I had been saying s**t and d**n for almost ten times last night thinking that it was okay and not so harsh until an older friend of mind boldly told me that I swore a lot which made me feel ashamed of myself and I felt more ashamed when another friend retorted "yeah..you do!"   I didn't think that those two words were too big of a deal, hence my saying them. However, as individuals we might not share the same beliefs.  I was hurt a bit because if it had bothered some people,why didn't they dare to tell me frankly rather than to keep it swelling inside.  If they can repeatedly make fun of me wearing my name tag religiously,which I think wearing it is a professional act and not one that should be made into a subject of humor, then they should ought to have the decency to tell me off when I am doing something wrong!! 

Truthfully, I sometimes think that the way I conduct myself is okay and how I speak or tell stories are acceptable from the intonation to the choice of words because the listeners who I call friends often seem fine but maybe they are just good at putting up with me in the name of tolerance.  I don't need that...tolerance.. every single time, what I need is guidance;  some light to make me someone better.
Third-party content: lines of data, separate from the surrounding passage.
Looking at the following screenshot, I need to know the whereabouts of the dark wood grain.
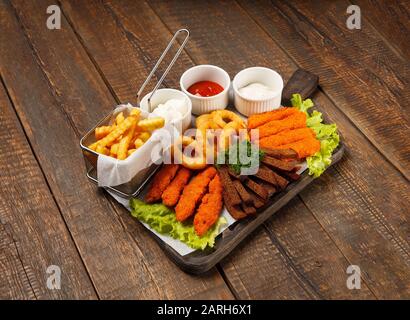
[1,1,231,299]
[150,1,410,297]
[355,0,410,62]
[56,1,380,297]
[0,0,410,299]
[0,79,96,299]
[237,1,410,179]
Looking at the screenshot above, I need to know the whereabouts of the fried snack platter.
[79,67,344,274]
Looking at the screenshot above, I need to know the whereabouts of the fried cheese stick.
[194,174,223,237]
[276,137,320,159]
[248,108,299,129]
[259,128,316,149]
[255,111,306,139]
[175,167,216,221]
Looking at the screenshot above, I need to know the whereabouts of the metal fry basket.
[80,29,189,198]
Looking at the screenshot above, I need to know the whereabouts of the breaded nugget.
[260,148,298,160]
[175,167,216,221]
[219,166,242,206]
[145,164,179,203]
[276,137,320,159]
[259,128,316,149]
[248,108,298,129]
[256,111,306,139]
[194,174,222,237]
[162,167,192,207]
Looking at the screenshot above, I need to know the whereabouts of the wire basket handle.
[137,29,189,112]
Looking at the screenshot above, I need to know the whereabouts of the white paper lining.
[97,104,307,256]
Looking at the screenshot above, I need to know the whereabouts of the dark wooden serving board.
[143,69,345,274]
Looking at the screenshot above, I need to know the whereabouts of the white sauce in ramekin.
[152,99,187,123]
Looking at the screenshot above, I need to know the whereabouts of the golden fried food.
[88,108,160,160]
[145,164,179,203]
[254,112,306,139]
[162,167,192,207]
[276,137,320,159]
[98,117,136,147]
[175,167,216,221]
[195,113,220,130]
[259,127,316,149]
[172,136,207,170]
[194,174,223,237]
[248,108,299,129]
[138,117,165,131]
[115,112,125,125]
[211,110,245,128]
[95,126,115,140]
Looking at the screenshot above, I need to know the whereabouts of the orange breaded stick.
[248,108,298,129]
[194,174,223,237]
[255,112,306,139]
[162,167,191,207]
[175,167,216,221]
[259,128,316,149]
[276,137,320,159]
[145,164,179,203]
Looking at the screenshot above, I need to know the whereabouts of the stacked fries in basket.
[88,108,165,160]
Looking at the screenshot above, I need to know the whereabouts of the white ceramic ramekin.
[140,88,192,133]
[232,67,283,116]
[179,64,231,115]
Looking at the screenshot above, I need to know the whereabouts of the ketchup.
[188,81,224,97]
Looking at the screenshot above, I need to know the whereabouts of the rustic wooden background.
[0,0,410,299]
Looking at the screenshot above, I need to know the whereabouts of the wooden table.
[0,0,410,299]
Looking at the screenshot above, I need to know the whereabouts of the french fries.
[88,108,165,160]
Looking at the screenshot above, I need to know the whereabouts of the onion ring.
[211,110,245,128]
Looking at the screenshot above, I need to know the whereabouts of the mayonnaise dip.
[238,82,275,100]
[151,99,187,123]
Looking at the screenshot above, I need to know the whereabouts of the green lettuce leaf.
[130,198,227,250]
[291,94,340,178]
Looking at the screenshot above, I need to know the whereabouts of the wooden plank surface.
[0,0,410,299]
[58,1,384,298]
[150,1,410,297]
[355,0,410,62]
[237,1,410,179]
[0,79,96,299]
[1,1,231,299]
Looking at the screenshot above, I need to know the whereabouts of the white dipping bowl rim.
[179,64,231,100]
[140,88,192,130]
[232,67,284,101]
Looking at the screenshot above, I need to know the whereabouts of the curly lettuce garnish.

You can't possibly notice at all times that you have done or said something wrong because we perceive things differently and what good does it make if you talk behind my back and allow me to repeat my mistakes and granting me titles like "Biggest Backstabber of the Millennium", "Mulut Laser" when all that you could have done is to tell me straight to my face what bothers you?

Therefore, I have Kak Faridah to thank for her kind act last night.  If it not were for her, I would still be thinking that everyone could accept to hear the words s**t and/or d**n.  And do I resent her for that? Not a tiny bit..in fact just this morning we were having big heartful laughs.  

No offence, this is my plain ramblings for today.